2. Cut a nitrocellulose membrane into 1cm strips, enough to test the number of
primary and secondary antibody dilutions to be screened. Label the strips of
antibody dilutions with pencil.
o If a PVDF membrane is used, then run the protein sample through gel
electrophoresis and transfer to the PVDF membrane. Do not let the PVDF
membrane dry out. Proceed to step 4.
3. Dot the protein dilutions onto the dry nitrocellulose membrane strips using as little
volume as possible for each dot (1-5 µl) so that sample does not spread across the
membrane. To dot samples greater than 5µl, dot smaller volumes multiple times on
the same spot allowing each dot to absorb and dry for 2-5 minutes. After dotting is
complete, allow the strips to completely dry for 10-15 minutes.

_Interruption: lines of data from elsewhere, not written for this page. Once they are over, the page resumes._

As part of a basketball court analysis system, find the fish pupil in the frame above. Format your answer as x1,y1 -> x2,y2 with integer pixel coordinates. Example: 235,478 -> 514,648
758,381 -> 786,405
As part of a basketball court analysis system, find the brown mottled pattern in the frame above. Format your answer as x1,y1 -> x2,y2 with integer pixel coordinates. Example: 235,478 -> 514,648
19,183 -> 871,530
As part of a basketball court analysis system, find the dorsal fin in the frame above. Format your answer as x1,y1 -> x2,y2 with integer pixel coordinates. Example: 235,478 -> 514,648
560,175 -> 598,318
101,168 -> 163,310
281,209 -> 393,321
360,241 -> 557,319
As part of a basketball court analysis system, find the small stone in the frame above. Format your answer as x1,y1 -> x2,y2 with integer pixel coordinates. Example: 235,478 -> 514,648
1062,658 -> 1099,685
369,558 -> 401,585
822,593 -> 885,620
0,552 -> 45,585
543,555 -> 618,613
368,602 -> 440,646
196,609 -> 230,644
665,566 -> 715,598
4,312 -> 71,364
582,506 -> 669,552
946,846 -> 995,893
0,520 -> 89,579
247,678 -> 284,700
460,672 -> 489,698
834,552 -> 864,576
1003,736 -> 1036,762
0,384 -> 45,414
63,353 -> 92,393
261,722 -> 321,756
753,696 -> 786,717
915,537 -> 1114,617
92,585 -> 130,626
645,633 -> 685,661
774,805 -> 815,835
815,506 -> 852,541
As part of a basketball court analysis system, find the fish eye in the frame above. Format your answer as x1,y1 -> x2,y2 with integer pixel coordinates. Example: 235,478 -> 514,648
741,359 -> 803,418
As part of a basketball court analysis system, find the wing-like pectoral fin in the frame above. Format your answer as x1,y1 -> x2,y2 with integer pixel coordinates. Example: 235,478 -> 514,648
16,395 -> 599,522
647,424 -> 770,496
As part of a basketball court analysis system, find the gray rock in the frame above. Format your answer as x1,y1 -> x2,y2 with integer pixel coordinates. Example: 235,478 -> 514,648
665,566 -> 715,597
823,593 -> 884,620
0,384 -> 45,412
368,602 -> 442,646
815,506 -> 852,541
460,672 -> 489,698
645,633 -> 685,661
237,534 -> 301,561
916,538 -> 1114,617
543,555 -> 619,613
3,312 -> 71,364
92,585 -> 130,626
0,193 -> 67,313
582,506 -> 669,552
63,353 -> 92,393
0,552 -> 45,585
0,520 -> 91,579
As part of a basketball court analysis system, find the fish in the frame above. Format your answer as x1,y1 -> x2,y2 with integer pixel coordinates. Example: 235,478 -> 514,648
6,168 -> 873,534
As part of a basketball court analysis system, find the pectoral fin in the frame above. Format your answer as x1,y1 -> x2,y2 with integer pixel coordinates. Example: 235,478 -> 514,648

4. Block the membrane by incubating in blocking buffer for 1-2 hours at room
temperature. Use a shaker to ensure even coverage of non-specific sites on the
membranes.
5. Incubate the membrane strips with the appropriate primary antibody dilution in
washing buffer containing 10% volume of blocking buffer for 1 hour on an orbital
shaker. The strips that are receiving the same concentration of primary antibody
may be incubated together in the same bath.
o The typical starting primary antibody dilution is 1:1000, so test a series of
1:250, 1:500, 1:1000, 1:2000 and 1:4000 (0.2 to 5.0 µg/ml).
If there is no recommended dilution then start with 1 µg/ml of
purified antibody.
Negative control samples with no primary or secondary antibodies
should also be included to reveal non-specific cross-reactivity.